Introduction

Thailand continues to experience ongoing epidemics of illicit drug use and HIV infection among people who inject drugs (IDU). According to the Ministry of Public Health Thailand, the prevalence of HIV among this population remains high (between 30 and 50 %), while the prevalence of HIV in other high-risk groups, such as commercial sex workers and pregnant women, has been declining steadily over recent years [1]. To minimize the morbidity and mortality associated with HIV, many international health organizations are urging countries to scale up their voluntary HIV counseling and testing services (VCT) for IDU [2, 3], as testing can lead to the identification of undiagnosed HIV infection and early treatment [46]. In addition to linking IDU to proper healthcare services, knowledge of HIV serostatus may also have success in reducing HIV risk behavior among this population [7].

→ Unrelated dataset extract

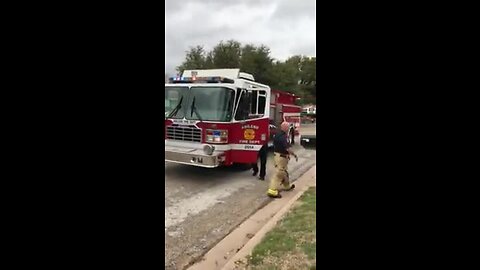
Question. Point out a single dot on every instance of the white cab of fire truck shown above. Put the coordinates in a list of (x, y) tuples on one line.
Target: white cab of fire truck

Although a large body of evidence supports increasing access to VCT in settings with high HIV epidemics among IDU [2, 8, 9], there exists an array of social and structural barriers that prevent IDU from accessing these services. Since the 2003 “War on Drugs” campaign launched by then Thai Prime Minster Thaksin Shinawatra, there has been continued reliance on drug law enforcement approaches to control drug trafficking and drug use in Thailand [10]. This has forced many IDU into hiding and has rendered them out of reach of potentially life-saving healthcare services [11]. Unfortunately, this policy approach has since been embraced by successive Thai governments despite lip service given to more public health-oriented approaches to dealing with illicit drug use and related harms [1214]. Furthermore, stigmatizing attitudes of healthcare providers and the sharing of information between healthcare workers and police have been identified as factors that may cause some IDU to avoid conventional healthcare settings, including those that provide HIV testing services [11, 15]. Collectively, these social and structural barriers may contribute to a reluctance on the part of IDU to access VCT services, and consequently may increase their risk of HIV infection.

Peer-run services for IDU have been successful in extending the reach of traditional public health programs [1618]. Task shifting, a term often used to describe the systematic delegation of tasks from physicians to workers with lower-level qualifications [19, 20], can be a strategy incorporated within peer-run services. In Africa, this decentralized approach has shown effectiveness in responding to the human health resource crisis [21, 22], especially during the current HIV/AIDS epidemic. Studies have demonstrated that with adequate training, lay workers were able to deliver healthcare services, including HIV testing [23], with comparable results to physicians [24]. In the context of IDU, expanding peer-run services to include task shifting from physicians to IDU may have potential to extend the reach of HIV services, and may minimize contact between IDU and healthcare workers who may hold stigmatizing attitudes toward the population [15].

While a large body of evidence supports task shifting as an approach to increasing access to VCT in various settings [22, 24], there are limited peer-based models of VCT for IDU in Thailand. Though peer-based models do exist in Thailand in the forms of peer-delivered education, prevention, support, and outreach activities [25, 26], peer-delivered HIV testing has yet to be explored in this context. Therefore, we sought to identify the prevalence and correlates of willingness to receive peer-delivered VCT among a community-recruited sample of IDU in Bangkok, Thailand.

Methods

Data for these analyses were obtained from the Mitsampan Community Research Project, a collaborative research effort involving the Mitsampan Harm Reduction Center (MSHRC) (Bangkok, Thailand), the Thai AIDS Treatment Action Group (Bangkok, Thailand), Chulalongkorn University (Bangkok, Thailand), and the British Columbia Centre for Excellence in HIV/AIDS/University of British Columbia (Vancouver, Canada). During July and October 2011, the research partners undertook a cross-sectional study involving 440 community-recruited IDU. Participants were recruited through peer-based outreach efforts and word-of-mouth and were invited to attend the MSHRC or O-Zone House (drop-in centers for IDU in Bangkok operated by non-governmental organizations) to be part of the study. Individuals residing in Bangkok or in adjacent provinces who had injected drugs in the past 6 months were eligible for participation in the study. All participants provided informed consent and completed an interviewer-administered questionnaire eliciting a range of information, including demographic data, information on drug use patterns, HIV risk behavior, health problems, interactions with police and the criminal justice system, and experiences with healthcare. Upon completion of the questionnaire, participants received a stipend of 350 Thai Baht (approximately $12 USD). The study was approved by research ethics boards at Chulalongkorn University and the University of British Columbia.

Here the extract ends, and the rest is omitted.